空中で幾度目かの溜息を付いて左足に付いた拳銃を構える。
土煙の向こう、光沢が複数。
相手が動く前に行動を示す。片手でセーフティーを外し、引き金を引く。
装填されていた5発全てを標的へ、発砲音が鳴り響いた。
「うぐ」「が!」――。聞こえるのは短い悲鳴。それが4人分。一人逃したようだ。
土煙が薄まったと同時、下からも発砲音が響く。銀の銃弾は真っすぐに飛び、アドニスの頬を掠る。
その間に此方は弾を装填。瞬時に相手に向けて撃ち、視線を右にずらす。
また新しく敵がいる。3人。今度は、外しはしない。
片腕だけを標的に向けて撃つ。また声が3つ。今度は全員仕留めたようだ。着地と共に拳銃をしまえば終了だ。頬の傷はもうない。
しかし続けざまに今度は腰に付くナイフを、地面に蹲り苦悶表情を浮かべる一人の男の元へ、その首元にナイフを宛がった。
「お前たちはアレか?『八の王』に従う連中か?」
分かり切った答えが返ってくると察していたが、敢えて問う。
首元から一滴の血を流しながら男は悔しそうに奥歯を噛みしめる。もう、どうしようもなく諦めたのか手に持つ銃は地に落ち、くすんだ目がアドニスを睨んだ。まだ睨むぐらいの余裕はある。そう判断して、アドニスは左手でナイフを宛がったまま、男の右腕に伸ばす。腕を捻り上げ、ゴキリと音が響いたのは瞬時の事。男の悲鳴が上がる。
「次は左腕。――何のためにあの女に尽くす」
脅しで無いと言うのは今の一発で良く理解した事だろう。男の額に冷や汗が流れ。それでも男は口を開くこともしなかった。声一つ漏らすことなく、怯えの混ざる憎しみが募った目でアドニスを睨む。――再び、音が響く。男の砲声と流れ落ちる滝のような汗。
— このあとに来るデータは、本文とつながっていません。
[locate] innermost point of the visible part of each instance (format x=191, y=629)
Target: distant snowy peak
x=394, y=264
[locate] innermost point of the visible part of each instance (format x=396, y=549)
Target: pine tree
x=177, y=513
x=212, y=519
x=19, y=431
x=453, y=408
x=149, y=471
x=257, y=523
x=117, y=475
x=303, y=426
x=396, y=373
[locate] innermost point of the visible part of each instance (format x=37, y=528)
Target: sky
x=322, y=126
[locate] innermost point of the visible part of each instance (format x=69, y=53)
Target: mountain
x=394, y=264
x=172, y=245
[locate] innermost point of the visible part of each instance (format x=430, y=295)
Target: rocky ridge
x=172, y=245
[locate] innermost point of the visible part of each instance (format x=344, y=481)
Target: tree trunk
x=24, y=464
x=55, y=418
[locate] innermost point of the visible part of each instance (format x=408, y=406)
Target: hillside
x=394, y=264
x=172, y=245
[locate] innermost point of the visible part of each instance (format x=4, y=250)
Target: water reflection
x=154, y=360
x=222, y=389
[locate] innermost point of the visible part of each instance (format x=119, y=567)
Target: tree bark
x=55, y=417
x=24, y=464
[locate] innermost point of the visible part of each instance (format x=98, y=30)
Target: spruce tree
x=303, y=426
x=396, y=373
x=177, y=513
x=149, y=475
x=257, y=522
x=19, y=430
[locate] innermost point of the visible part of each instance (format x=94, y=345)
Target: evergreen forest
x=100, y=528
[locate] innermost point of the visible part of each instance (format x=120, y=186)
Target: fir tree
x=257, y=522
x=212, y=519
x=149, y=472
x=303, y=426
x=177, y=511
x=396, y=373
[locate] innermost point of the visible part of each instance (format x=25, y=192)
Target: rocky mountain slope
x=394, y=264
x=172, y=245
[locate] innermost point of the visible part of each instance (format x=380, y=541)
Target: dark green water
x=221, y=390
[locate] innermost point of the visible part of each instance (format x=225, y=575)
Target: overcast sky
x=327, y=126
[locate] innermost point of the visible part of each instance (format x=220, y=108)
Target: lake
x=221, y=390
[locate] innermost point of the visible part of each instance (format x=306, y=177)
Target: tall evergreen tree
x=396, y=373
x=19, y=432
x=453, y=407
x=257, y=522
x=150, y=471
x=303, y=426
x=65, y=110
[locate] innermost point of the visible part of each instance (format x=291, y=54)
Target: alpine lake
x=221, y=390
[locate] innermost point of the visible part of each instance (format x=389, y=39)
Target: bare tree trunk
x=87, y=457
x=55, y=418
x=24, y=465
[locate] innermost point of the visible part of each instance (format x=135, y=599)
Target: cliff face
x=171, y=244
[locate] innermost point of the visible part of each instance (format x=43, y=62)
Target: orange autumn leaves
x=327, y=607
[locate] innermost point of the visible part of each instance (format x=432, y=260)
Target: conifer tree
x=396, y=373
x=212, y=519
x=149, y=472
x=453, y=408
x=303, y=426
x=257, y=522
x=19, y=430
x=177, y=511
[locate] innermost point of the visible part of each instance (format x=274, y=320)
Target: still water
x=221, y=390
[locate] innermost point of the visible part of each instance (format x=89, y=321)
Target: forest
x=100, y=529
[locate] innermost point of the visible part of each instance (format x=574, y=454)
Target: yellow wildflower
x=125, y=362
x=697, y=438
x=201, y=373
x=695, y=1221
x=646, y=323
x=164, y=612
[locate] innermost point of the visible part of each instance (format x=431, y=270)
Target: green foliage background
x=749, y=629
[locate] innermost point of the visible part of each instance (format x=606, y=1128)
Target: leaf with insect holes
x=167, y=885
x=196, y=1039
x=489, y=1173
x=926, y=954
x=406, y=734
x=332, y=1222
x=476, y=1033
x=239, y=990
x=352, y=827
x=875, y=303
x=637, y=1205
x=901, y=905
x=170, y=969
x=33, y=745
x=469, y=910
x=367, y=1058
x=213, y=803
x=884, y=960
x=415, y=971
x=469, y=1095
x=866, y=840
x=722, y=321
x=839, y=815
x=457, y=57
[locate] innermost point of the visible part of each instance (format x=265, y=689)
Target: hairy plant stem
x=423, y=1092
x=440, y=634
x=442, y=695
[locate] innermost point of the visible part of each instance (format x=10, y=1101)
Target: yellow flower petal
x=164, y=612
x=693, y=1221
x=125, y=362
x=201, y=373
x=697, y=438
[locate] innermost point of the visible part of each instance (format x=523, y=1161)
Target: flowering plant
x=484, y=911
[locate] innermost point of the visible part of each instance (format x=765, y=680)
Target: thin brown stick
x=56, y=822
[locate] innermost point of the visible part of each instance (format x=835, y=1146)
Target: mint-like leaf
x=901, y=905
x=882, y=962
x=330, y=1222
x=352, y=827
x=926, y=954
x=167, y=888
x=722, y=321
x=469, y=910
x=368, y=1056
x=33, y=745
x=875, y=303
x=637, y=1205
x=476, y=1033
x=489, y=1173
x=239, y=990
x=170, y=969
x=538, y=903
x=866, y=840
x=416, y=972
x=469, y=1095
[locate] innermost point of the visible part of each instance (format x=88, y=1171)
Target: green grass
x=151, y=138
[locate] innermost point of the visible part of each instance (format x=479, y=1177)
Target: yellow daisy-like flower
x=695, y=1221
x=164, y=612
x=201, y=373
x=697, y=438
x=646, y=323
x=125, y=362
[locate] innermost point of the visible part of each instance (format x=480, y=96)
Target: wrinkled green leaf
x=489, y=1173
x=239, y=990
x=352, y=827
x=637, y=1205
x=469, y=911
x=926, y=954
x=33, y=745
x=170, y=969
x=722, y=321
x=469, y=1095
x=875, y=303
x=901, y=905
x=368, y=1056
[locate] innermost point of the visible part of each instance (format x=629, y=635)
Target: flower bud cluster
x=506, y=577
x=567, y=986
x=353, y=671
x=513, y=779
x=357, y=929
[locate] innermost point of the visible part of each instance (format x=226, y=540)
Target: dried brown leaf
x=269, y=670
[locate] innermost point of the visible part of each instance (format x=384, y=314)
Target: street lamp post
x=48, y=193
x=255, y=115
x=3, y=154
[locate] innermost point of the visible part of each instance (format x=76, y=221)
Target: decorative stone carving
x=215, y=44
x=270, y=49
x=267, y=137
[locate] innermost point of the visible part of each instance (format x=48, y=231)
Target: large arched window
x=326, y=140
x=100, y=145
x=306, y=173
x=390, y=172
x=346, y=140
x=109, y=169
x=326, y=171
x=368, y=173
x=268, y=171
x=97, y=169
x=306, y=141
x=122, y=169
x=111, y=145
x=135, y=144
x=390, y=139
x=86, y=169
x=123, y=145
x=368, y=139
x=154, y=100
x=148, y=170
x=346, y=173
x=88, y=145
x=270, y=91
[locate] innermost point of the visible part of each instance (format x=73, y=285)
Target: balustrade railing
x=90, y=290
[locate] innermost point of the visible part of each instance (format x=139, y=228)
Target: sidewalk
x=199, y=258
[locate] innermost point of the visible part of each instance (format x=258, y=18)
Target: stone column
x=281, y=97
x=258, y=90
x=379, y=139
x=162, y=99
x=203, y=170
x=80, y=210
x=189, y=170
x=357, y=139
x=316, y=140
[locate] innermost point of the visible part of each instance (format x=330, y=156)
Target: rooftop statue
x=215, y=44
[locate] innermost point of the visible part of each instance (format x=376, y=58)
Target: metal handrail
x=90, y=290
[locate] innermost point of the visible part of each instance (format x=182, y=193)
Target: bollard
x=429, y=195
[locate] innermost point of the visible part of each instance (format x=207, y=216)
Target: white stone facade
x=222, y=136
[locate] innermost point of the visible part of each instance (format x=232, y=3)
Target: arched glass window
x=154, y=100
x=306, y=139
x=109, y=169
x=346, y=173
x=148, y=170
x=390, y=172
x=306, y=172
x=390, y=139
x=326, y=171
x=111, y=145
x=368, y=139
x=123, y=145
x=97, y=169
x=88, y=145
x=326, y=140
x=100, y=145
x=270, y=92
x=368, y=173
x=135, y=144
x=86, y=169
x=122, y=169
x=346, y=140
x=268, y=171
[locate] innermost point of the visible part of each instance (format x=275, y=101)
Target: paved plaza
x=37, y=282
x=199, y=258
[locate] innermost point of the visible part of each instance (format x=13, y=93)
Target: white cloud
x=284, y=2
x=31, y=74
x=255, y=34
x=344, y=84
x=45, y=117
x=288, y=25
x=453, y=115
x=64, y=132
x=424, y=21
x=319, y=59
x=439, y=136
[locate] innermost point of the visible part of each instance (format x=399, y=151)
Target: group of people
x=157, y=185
俯き歯を噛みしめる男に対し、最後と言わんばかりに喉に刃を押し当てる。
「お前は島の住人か?」
「――」
「何を目的にあの女に仕える」
「――」
それでも質問に対し、男は何かを語る様な事はしない。そこまでの忠誠心と言う事か。アドニスの中でアマンダと言う女の存在価値と言うモノが定まりかける。
「自国」……と言ってやるべきなのか。その自国の国民を愛し見返りとして愛され期待される。それは己の身を捧げてまでと言う、少々行き過ぎた主従とも呼べよう。あの『八の王』に何故そこまで忠誠を誓うのかは分からず、そこまでの存在とは思えもしないのだが。それに、彼女が掲げている物もいまひとつであるし。嫌、今一つ以下の物だし。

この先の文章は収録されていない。